There are no judicial public inquiries investigating the Coalition's failure to fix the economy, while much of the rest of Europe is improving; why Milly Dowler's killer wasn't caught before he killed again; the ties between Government ministers and lobby firms; last summer's riots; the fact the trumpeted "lasting economic legacy" of next year's Olympics is going to be an even bigger debt than we already have; or the number of elderly and children struggling below the poverty line. And we still don't have a clue where Madeleine McCann is.
I am fine with the fact it's journalism's turn to be under scrutiny; I am fine with it being the fault of relatively few people, and that I've spent my entire career being treated as something less than human in return for seeing humanity at its best and worst. I am absolutely not fine with being likened to a guard at Auschwitz, which is what Zac Goldsmith said yesterday in a gross overegging of the pudding before he realised he was an idiot and backtracked.
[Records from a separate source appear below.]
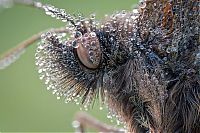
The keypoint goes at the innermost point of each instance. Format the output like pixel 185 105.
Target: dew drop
pixel 101 108
pixel 75 44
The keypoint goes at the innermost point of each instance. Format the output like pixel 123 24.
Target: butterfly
pixel 144 64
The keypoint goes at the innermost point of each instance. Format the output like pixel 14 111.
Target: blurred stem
pixel 9 57
pixel 86 120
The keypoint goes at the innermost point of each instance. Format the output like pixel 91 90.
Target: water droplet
pixel 93 34
pixel 75 44
pixel 101 108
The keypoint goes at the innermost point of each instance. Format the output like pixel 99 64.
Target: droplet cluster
pixel 127 60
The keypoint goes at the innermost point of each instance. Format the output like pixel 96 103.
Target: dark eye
pixel 70 68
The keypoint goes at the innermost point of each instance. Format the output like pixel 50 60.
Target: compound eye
pixel 89 52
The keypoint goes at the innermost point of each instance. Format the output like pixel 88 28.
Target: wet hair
pixel 144 64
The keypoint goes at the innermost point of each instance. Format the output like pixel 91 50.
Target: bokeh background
pixel 25 104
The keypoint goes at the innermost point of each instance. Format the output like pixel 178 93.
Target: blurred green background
pixel 25 104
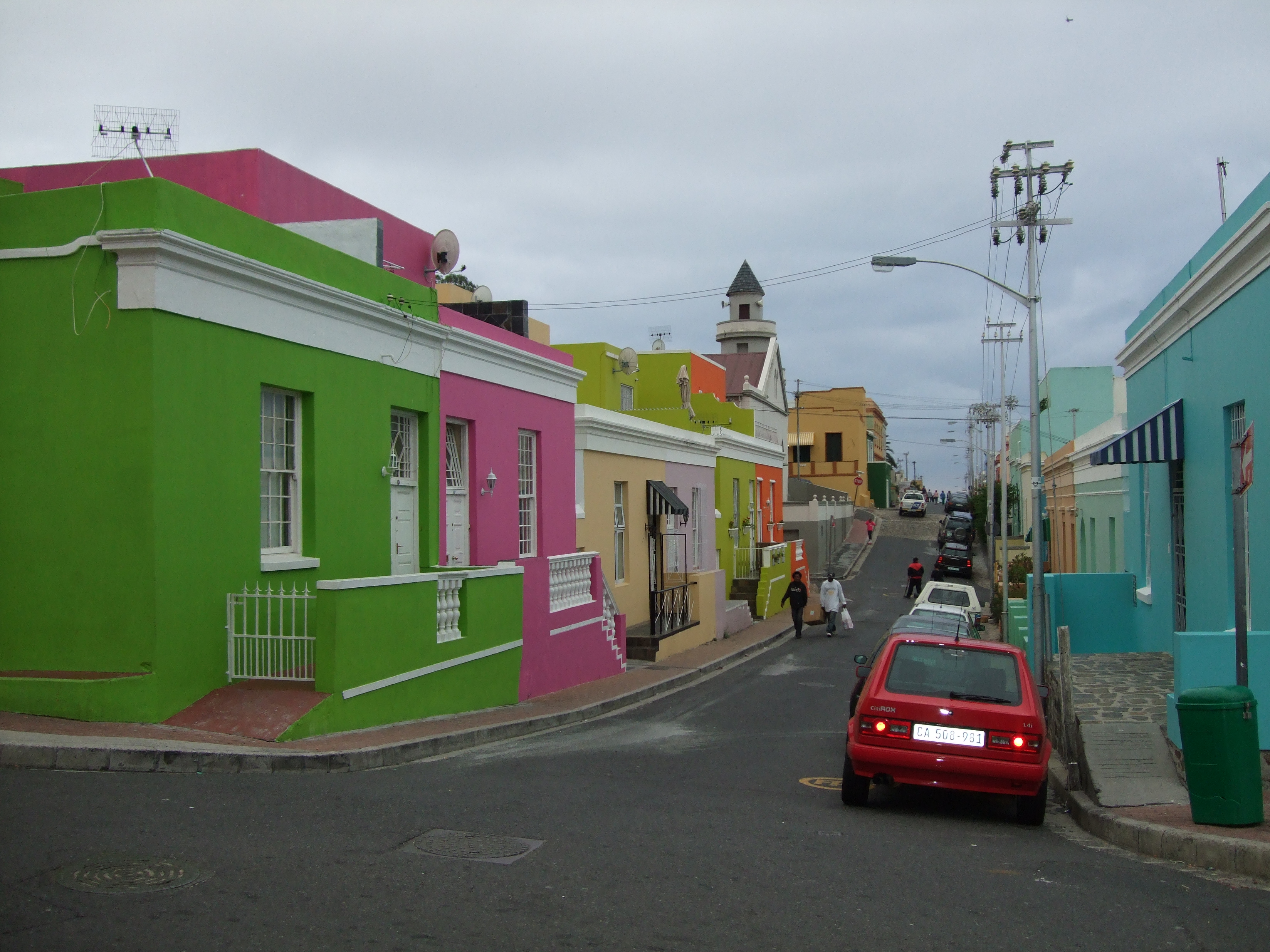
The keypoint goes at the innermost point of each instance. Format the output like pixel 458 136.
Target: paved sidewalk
pixel 54 743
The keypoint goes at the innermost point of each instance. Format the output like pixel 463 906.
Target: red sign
pixel 1246 460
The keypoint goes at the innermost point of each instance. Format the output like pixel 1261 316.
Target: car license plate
pixel 939 734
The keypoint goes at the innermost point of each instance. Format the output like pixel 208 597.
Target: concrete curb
pixel 135 758
pixel 1206 850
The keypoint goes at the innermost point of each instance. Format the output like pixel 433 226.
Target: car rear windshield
pixel 949 597
pixel 954 672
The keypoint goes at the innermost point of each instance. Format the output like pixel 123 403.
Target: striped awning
pixel 1157 441
pixel 664 502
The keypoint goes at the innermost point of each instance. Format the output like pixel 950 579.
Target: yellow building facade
pixel 833 436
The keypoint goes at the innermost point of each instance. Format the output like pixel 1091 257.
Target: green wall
pixel 151 421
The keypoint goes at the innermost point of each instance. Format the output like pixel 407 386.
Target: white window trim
pixel 285 556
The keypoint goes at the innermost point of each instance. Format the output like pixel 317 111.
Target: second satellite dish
pixel 445 252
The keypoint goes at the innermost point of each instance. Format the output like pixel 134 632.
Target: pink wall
pixel 250 181
pixel 494 417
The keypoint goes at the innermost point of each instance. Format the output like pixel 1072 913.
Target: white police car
pixel 914 503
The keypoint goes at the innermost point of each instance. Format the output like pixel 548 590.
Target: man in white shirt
pixel 833 601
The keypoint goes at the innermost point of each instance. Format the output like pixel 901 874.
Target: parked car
pixel 952 593
pixel 954 559
pixel 914 503
pixel 958 527
pixel 936 711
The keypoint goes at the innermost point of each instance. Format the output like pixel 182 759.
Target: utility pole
pixel 1221 183
pixel 1033 179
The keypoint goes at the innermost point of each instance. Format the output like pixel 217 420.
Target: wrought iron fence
pixel 671 608
pixel 269 634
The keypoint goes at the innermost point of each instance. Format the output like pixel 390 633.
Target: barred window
pixel 529 494
pixel 280 471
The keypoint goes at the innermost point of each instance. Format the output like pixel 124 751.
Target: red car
pixel 936 711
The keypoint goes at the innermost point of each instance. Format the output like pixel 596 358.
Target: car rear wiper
pixel 986 699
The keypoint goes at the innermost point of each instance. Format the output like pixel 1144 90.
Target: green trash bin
pixel 1223 757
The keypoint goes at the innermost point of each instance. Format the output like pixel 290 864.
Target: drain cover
pixel 482 847
pixel 126 875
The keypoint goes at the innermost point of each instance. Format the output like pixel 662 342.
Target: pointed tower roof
pixel 745 282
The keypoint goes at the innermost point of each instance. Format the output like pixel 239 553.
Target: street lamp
pixel 888 263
But let's make one thing clear: a privacy law would not have saved Maddie's family from press attention, favourable or otherwise, especially when two police forces and their own spokesman were briefing newspapers. It would not have protected murdered Jo Yeates' landlord Chris Jefferies from police who arrested and held him for three days without good reason or journalists who temporarily forgot their law training, and nor would it have stopped Milly's voicemail being listened to by a private detective acting criminally while she was the missing subject of a nationwide search.
The rules as they stand protect everyone if obeyed and exercised correctly; a privacy law, were one introduced, would be used only by those with something to hide. This week I have already seen the Press Complaints Commission invoked to threaten one journalist over a perfectly anodyne story and another for proving a public servant wasn't doing their job properly. As a result I'm all for our rules being tightened, because if the idiots that abuse the system are stopped then the people with genuine complaints are going to get a fairer hearing.
No journalist worth the name wants to upset The Reader. But it is my job to upset everyone else and I am going to carry on doing that whether the likes of Hugh Grant approves of it or not.
Keep your hands where we can see them.